Compartir a través de


Aislamiento de AppContainer

El aislamiento es el objetivo principal de un entorno de ejecución de AppContainer. Al aislar una aplicación de recursos innecesarios y otras aplicaciones, se minimizan las oportunidades de manipulación malintencionada. Conceder acceso basado en privilegios mínimos impide que las aplicaciones y los usuarios accedan a los recursos más allá de sus derechos. Controlar el acceso a los recursos protege el proceso, el dispositivo y la red.

La mayoría de las vulnerabilidades de Windows comienzan con la aplicación. Algunos ejemplos comunes incluyen una aplicación que sale de su explorador o envía un documento incorrecto a Internet Explorer, así como la explotación de complementos, como flash. Cuantos más se puedan aislar estas aplicaciones en un AppContainer, más seguro será el dispositivo y los recursos. Incluso si se aprovecha la vulnerabilidad en una aplicación, la aplicación no puede acceder a los recursos más allá de lo que se concede a AppContainer. Las aplicaciones malintencionadas no pueden asumir el resto de la máquina.

Aislamiento de credenciales

La administración de identidades y credenciales, AppContainer impide el uso de credenciales de usuario para obtener acceso a los recursos o iniciar sesión en otros entornos. El entorno de AppContainer crea un identificador que usa las identidades combinadas del usuario y la aplicación, por lo que las credenciales son únicas para cada emparejamiento de usuario y aplicación, y la aplicación no puede suplantar al usuario.

Aislamiento de dispositivos

Aislar la aplicación de los recursos del dispositivo, como sensores pasivos (cámara, micrófono, GPS) y bombas de dinero (3G/4G, teléfono telefónico) el entorno de AppContainer impide que la aplicación aproveche malintencionadamente el dispositivo. Estos recursos están bloqueados de forma predeterminada y se puede conceder acceso según sea necesario.
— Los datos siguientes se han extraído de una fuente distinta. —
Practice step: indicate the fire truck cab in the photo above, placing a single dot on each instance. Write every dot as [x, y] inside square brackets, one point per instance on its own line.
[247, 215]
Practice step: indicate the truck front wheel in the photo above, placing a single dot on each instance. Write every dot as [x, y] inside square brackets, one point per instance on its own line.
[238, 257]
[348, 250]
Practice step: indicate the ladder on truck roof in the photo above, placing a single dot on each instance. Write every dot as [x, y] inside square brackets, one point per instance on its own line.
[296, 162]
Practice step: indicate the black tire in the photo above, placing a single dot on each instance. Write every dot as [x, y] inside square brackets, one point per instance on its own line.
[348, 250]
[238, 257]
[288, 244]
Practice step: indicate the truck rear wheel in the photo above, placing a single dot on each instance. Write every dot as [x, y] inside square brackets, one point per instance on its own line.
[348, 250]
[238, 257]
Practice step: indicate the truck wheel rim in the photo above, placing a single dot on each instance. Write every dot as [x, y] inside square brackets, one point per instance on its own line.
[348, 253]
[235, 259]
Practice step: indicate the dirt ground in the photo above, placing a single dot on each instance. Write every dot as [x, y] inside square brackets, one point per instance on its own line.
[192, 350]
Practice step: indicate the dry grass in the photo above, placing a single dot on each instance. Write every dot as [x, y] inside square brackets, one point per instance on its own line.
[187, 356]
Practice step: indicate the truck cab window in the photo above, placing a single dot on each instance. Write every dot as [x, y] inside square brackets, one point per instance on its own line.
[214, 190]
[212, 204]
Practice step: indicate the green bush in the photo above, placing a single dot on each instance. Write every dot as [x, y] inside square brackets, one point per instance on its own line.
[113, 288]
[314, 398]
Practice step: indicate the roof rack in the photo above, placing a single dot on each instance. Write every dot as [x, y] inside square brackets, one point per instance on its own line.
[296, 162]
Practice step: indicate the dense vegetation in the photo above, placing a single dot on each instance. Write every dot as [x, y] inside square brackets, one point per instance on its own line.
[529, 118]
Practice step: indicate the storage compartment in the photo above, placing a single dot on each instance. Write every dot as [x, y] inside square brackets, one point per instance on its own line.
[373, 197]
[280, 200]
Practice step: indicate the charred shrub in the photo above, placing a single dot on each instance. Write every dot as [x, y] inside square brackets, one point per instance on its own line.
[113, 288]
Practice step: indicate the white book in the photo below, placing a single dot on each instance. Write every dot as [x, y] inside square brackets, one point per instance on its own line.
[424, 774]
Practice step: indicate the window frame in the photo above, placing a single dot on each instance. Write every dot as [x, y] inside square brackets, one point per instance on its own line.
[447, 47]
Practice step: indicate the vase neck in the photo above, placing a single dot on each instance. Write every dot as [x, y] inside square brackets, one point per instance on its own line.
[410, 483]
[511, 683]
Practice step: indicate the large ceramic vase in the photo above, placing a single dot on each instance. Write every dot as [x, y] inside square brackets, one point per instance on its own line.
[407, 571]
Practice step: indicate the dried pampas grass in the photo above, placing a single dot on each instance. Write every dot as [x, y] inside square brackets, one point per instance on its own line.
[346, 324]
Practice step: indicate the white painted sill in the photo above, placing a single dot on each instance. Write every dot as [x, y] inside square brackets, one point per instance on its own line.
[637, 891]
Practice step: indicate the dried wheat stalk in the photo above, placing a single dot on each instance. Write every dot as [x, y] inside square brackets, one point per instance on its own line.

En algunos casos, estos recursos están protegidos aún más por "agentes". Algunos recursos, como el teclado y el mouse, siempre están disponibles para la aplicación AppContainer y residente.

Aislamiento de archivos

Controlar el acceso a archivos y registros, el entorno de AppContainer impide que la aplicación modifique los archivos que no debería. Se puede conceder acceso de lectura y escritura a archivos persistentes específicos y claves del Registro. El acceso de solo lectura está menos restringido. Una aplicación siempre tiene acceso a los archivos residentes en memoria creados específicamente para ese AppContainer.

Aislamiento de red

Aislar la aplicación de los recursos de red más allá de los asignados específicamente, AppContainer impide que la aplicación "escape" de su entorno y aproveche malintencionadamente los recursos de red. Se puede conceder acceso pormenorizados para el acceso a Internet, el acceso a la intranet y actuar como servidor.

Aislamiento de procesos

El espacio aislado de los objetos de kernel de la aplicación, el entorno de AppContainer impide que la aplicación afecte a otros procesos de aplicación o los influga. Esto evita que una aplicación contenida correctamente dañe otros procesos en caso de una excepción.

Aislamiento de ventana

Aislar la aplicación de otras ventanas, el entorno de AppContainer impide que la aplicación afecte a otras interfaces de aplicación.